At last, they reached the giant herdsman’s home and carefully set aside the Glaive of Light where none could reach it. And Culhwch found that the men had come, and the oxen been loaned, and the fields had been tilled, the wheat and flax grown, the bread baked and the head-dress woven, all with the aid of his friends.
Next morning early the band of seven set out to find Mabon. They went first to the Blackbird of Cilgwri who told them that he knew nothing of their quest but directed them to the Stag of Redynfr who was far older than him. The Stag said he too knew nothing of Mabon but told them to visit the Owl of Cawlwyd, who was older still than he and might be able to help them. The Owl again knew not of their quest but directed them to the Eagle Gwern Abwy, who was even older than he. The Eagle had heard of Mabon and he, at last, directed them on to find the Salmon of Llyn Llyw where they would find good help. The Salmon knew Mabon and he took Cai and Gwrhyr on his shoulders to the castle where Mabon lay in his prison. Cai fought the guards and freed Mabon and brought him back with them.

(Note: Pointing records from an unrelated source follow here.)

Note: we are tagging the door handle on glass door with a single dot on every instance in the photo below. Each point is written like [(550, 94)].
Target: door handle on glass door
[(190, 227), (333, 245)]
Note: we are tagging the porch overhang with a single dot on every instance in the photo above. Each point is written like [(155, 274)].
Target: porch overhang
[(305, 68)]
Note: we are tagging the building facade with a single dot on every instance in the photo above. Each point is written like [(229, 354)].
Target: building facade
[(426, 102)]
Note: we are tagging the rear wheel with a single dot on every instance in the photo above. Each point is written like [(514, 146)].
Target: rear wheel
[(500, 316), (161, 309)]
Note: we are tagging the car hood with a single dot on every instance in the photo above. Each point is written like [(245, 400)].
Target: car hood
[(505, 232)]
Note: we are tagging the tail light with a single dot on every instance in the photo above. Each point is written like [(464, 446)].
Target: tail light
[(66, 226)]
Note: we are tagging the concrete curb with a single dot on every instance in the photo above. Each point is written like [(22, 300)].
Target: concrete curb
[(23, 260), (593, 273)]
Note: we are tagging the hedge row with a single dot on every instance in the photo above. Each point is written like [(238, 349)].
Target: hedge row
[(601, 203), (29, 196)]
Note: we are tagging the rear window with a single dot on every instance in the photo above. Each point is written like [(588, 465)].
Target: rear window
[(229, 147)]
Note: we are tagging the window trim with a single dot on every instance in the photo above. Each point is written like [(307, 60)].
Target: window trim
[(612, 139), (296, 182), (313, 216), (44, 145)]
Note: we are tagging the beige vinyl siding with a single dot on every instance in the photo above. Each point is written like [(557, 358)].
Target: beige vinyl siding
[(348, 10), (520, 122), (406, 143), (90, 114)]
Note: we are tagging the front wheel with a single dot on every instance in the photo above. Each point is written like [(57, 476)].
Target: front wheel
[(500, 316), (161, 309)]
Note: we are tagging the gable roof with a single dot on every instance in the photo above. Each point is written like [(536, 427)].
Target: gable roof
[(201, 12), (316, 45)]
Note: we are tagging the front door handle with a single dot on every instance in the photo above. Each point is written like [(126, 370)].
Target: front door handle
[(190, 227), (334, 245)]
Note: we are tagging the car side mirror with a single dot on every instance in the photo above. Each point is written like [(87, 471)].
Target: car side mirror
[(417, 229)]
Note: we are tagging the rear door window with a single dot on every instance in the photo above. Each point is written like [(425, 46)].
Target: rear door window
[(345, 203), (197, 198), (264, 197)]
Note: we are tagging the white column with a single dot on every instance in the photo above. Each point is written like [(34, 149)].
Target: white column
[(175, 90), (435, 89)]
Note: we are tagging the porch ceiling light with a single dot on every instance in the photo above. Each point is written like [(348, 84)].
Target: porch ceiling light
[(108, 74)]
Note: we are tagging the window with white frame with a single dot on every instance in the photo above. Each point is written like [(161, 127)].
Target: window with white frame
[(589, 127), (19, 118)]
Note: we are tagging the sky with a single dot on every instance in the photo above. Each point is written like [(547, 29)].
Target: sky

Mabon led them on the Faerie hunt with the faerie hound after jet-black witch and the great boar. And Twrch Trwyth led them a long chase across Ireland and Cornwall until eventually they overcame him. They took the razor and the comb and the scissors from Twrch Trwyth and drove him into the sea, since when none has heard of him again, or anyroad not for certain.
The band of friends returned at last to Yspaddaden’s castle, bearing the Hallows. The giant watched as they brought up each one to show him and finally he smiled the smile of satisfaction and said
“Now then, my heroes bold. Bring forth the blood of the jet black witch and wash my hair. Comb me with the fairy comb and trim my hair for me, son-in-law. Then I will be shaved as I commanded with the razor from between the tusks of Twrch Trwyth.”
And so it was done. Yspaddaden was bathed and combed, trimmed and shaved according to his wishes, ready for the wedding. Then out from the chest where he had hidden away came Goreu, Yspaddaden’s nephew and the son of the giant herdsman, Custennin. And Culhwch gave into his hand the Glaive of Light whereupon Yspaddaden bowed down his head and Goreu cut it off.
They feasted then, long after Culhwch bedded Olwen, and Summer followed Spring as it has done since the sun first rose into the sky.